Sandy disrupts voting across northeast
The aftermath of Superstorm Sandy created chaos and long lines at voting stations in the US Northeast yesterday while officials braced for a new storm due to batter the region later today.
The former hurricane that walloped New York and New Jersey eight days ago continued to create misery for the thousands who lost their homes and 900,000 households and businesses that remained without power.
Voters casting ballots for the US president endured confusion at makeshift polling stations. In New York City's Rockaways, a badly damaged barrier island community facing the Atlantic, people whose homes were damaged or destroyed or lacked power went to vote in a tent.
"This is OK," said voter Alex Valger, comparing the polling place to near-freezing temperatures at home. "You ever try to sleep in a house where there is no heating control and the temperature outside is 34 (Fahrenheit)?"
In Brooklyn's Coney Island neighborhood, still far from recovered from Sandy's onslaught, voting had to be relocated from one school to another that lacked handicap access.
At least two voters had to be carried up the 17 steps, said Sally Stein, the polling place coordinator. Election board officials also made them relocate to another room halfway through the day because they considered the first room a fire hazard.
"I'm very disgusted today, very disgusted," Ms Stein said.
Still crawling out the devastation of Sandy, the region braced for a smaller but powerful storm, a nor'easter due to bring 95kmh winds and a mix of rain and snow today and tomorrw. Temperatures could dip toward freezing or below.

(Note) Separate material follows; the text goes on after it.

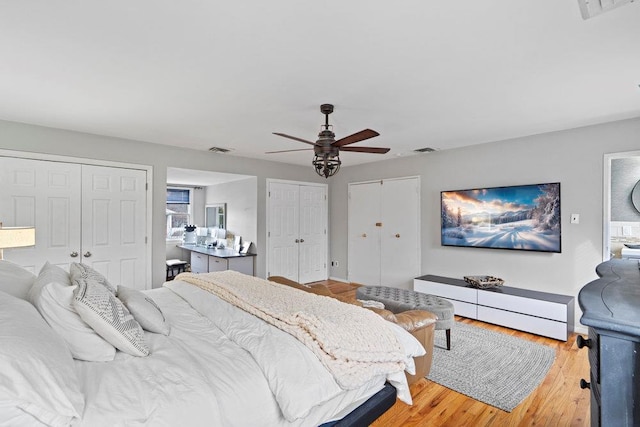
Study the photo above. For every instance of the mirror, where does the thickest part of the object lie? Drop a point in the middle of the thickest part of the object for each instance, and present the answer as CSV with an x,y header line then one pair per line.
x,y
215,215
635,196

New York Mayor Michael Bloomberg ordered all city parks and beaches closed at noon today for at least 24 hours.
"We just don't need to send our first responders into the ocean to save someone who is being foolish," Mr Bloomberg said.
On the devastated Jersey Shore, a summer tourist haven where Sandy's storm surge swallowed whole neighborhoods and pushed entire homes across the street, the town of Brick issued a mandatory evacuation order for waterfront neighborhoods.
Sandy killed 69 people in the Caribbean before it moved north, combined with a strong North Atlantic system, and roared ashore on the New Jersey coast on October 29th as a rare hybrid superstorm.
It killed at least 114 in the United States and Canada and knocked out power to millions of people while swamping seaside towns and inundating New York City's streets and subway tunnels.
The death toll rose when a Long Island man was killed on Tuesday morning when a storm-damaged tree he was cutting down fell and hit him in the head, Suffolk County police said.
While president Barack Obama was expected to win New York, New Jersey and Connecticut, the states most affected by Sandy, the storm could spotlight the arcane Electoral College system that decides the presidency.
One possibility was that low voter turnout in storm-ravaged states could allow Republican challenger Mitt Romney to win the popular vote even if Mr Obama wins the state-by-state Electoral College race, securing a second term.